Quick and easy meal ideas with Cruskits
5 Cruskits topping ideas
A great way to manage your lunchtime appetite is to have Cruskits on hand - they’re only 1 SmartPoints® per 2 crackers for the rye, corn, rice and light variety. They’re available at most local supermarkets, so pick some up and try out our ideas below with your favourite type of Cruskits for yummy, low SmartPoints meals.
1. Chicken with lime, avocado and pumpkin Cruskits
Spread 1 tbs avocado over 2 Cruskits (rye, corn, rice or light variety) and sprinkle a pinch of Mexican seasoning over the top, then layer 80g of diced, cooked pumpkin, 100g of shredded grilled chicken breast and a squeeze of lime on top. Add some parsley or coriander on top if it’s to your taste.
2. Egg, lettuce and mayo Cruskits
Hard boil 2 medium eggs, cool, peel and mash with 3 tsp low-fat mayonnaise. Season to taste with salt and pepper. You could even add a pinch of curry powder. Spread over 2 Cruskits (rye, corn, rice or light variety) and top with shredded lettuce.

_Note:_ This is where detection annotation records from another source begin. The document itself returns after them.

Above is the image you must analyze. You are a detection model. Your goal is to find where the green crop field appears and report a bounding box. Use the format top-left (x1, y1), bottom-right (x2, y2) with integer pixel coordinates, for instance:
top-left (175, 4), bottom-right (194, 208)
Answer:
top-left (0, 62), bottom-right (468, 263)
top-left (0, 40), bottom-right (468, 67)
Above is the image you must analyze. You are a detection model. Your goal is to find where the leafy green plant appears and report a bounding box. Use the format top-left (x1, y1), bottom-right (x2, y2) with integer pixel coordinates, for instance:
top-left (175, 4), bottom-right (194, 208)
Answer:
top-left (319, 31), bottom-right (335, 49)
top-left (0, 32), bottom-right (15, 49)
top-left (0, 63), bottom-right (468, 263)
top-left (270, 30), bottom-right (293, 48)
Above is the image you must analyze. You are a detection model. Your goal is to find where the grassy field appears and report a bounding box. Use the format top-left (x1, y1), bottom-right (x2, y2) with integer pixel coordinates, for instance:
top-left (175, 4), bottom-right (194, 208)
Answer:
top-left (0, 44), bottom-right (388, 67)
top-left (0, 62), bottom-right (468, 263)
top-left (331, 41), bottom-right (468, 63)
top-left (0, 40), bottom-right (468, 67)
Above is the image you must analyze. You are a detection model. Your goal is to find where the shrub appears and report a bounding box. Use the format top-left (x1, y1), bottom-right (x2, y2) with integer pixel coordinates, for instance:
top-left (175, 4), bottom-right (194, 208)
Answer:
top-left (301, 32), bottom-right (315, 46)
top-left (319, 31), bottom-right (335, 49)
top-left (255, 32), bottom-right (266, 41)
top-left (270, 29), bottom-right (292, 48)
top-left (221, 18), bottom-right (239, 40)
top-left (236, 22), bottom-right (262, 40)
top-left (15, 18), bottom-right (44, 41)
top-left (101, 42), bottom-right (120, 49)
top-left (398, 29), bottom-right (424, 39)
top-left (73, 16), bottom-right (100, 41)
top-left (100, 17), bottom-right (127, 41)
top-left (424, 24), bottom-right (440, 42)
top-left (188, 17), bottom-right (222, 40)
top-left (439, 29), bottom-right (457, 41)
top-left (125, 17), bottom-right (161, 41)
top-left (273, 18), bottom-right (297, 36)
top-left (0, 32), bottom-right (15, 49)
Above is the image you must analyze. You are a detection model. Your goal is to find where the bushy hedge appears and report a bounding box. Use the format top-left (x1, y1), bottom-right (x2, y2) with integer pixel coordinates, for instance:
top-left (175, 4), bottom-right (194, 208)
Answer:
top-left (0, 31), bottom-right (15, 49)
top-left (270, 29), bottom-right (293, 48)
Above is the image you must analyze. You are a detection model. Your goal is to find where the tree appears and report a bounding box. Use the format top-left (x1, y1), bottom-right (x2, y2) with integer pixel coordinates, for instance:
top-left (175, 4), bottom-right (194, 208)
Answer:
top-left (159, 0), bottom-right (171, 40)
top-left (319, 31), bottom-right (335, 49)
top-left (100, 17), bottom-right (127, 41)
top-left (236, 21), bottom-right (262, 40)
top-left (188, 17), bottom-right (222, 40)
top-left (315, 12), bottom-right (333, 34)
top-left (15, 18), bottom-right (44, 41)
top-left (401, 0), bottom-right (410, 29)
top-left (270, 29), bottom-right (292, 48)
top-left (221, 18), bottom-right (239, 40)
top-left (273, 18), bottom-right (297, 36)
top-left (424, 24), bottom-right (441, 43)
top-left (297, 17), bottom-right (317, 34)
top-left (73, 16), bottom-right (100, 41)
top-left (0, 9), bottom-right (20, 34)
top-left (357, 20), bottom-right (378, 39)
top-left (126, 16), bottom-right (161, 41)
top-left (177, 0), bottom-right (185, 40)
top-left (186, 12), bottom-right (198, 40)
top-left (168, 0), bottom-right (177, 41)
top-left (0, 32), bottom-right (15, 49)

3. Broadbean, tuna and feta Cruskits
Layer 100g frozen broadbeans, thawed and peeled, 1 x 95g can of tuna in springwater, drained, and then crumble 30g of reduced-fat feta over 2 Cruskits (rye, corn, rice or light variety) and top with a sprinkle of dried mint and a squeeze of lemon.
4. Ham, cheese and tomato Cruskits
Spread 2 tsp of Dijon mustard over 2 Cruskits (rye, corn, rice or light variety), then layer 6 cherry tomatoes, sliced, 2 x 20g slices of reduced-fat Swiss cheese, 2 slices of 97% fat-free ham and bulk it up with some sliced fresh capsicum and rocket.
5. Smoked salmon, cottage cheese and capers Cruskits
Spread 2 tbs of reduced fat cottage cheese over 2 Cruskits (rye, corn, rice or light variety), then top with 2 x 25g slice of smoked salmon tossed with ½ tsp fresh dill, chopped and sprinkled with ½ tsp capers and 1 tsp lemon zest.